La grande majorité des nations du monde se sont opposées à la guerre, et même certains alliés importants des États-Unis l’ont condamnée. En 2003, les États-Unis n’étaient même pas à la tête de tous ceux qui étaient officiellement alignés sur Washington. Au lieu de cela, ils étaient à la tête d’un groupe hétéroclite d’États qu’ils pouvaient intimider ou soudoyer pour qu’ils rejoignent leur « coalition de volontaires ». S’il existait encore des illusions dans d’autres parties du monde sur le fait que les États-Unis étaient un hégémon bienveillant, elles ont été rapidement dissipées.

Comme le montre l’exemple de la guerre en Irak, ce type de leadership factionnel est mauvais pour les États-Unis et le reste du monde. Non seulement il met les États-Unis en porte-à-faux avec la plupart des autres nations, mais il encourage les États-Unis et leurs alliés dans leurs pires instincts et illusions. Lorsque les États-Unis se présentent comme le leader du « monde libre » ou de la « coalition des volontaires », ils s’autorisent à contourner et à enfreindre les règles quand ils le souhaitent et ils laissent leurs alliés et clients libres de tout crime qu’ils pourraient commettre.

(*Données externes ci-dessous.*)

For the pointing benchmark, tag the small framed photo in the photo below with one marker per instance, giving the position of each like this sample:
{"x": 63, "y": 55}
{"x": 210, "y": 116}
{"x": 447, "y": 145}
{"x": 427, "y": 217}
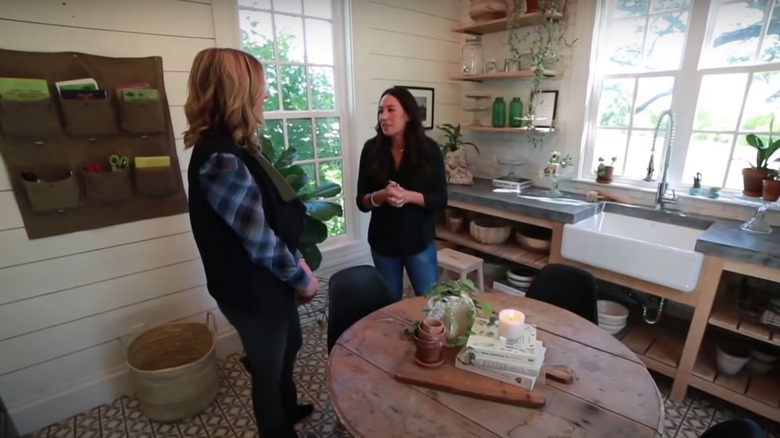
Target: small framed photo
{"x": 424, "y": 97}
{"x": 546, "y": 109}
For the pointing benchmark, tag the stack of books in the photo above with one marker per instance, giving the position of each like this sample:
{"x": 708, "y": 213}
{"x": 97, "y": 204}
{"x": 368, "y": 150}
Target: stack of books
{"x": 518, "y": 364}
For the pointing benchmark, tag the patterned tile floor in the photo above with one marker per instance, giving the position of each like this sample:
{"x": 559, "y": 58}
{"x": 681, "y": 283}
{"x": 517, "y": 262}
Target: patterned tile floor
{"x": 230, "y": 416}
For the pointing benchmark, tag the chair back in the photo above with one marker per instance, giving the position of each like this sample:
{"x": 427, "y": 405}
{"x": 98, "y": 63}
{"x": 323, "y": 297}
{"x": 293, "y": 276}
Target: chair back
{"x": 354, "y": 293}
{"x": 740, "y": 427}
{"x": 567, "y": 287}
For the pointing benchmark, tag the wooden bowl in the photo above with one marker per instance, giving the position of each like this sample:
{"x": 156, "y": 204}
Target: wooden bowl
{"x": 489, "y": 231}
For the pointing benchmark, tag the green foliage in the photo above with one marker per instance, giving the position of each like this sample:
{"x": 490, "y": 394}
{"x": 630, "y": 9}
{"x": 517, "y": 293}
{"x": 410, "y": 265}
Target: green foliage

Malheureusement, les États-Unis semblent décidés à agir comme le chef d’un seul camp armé, et ils n’ont aucune vision pour l’avenir, si ce n’est celle d’accumuler davantage d’armes qu’ils pourront utiliser pour « dissuader » leurs adversaires, dont la liste ne cesse de s’allonger. Nos dirigeants ne veulent pas « faire la paix et construire la résilience ». Comme l’administration Bush, ils veulent menacer et utiliser la force pour contraindre les autres à se soumettre. La différence entre l’ère Bush et aujourd’hui, c’est que les autres sont désormais capables de repousser et de résister à un degré qui n’était pas possible à l’époque. L’approche « avec nous ou contre nous » n’a fonctionné pour personne il y a vingt ans, et elle aura des résultats encore pires dans les années à venir.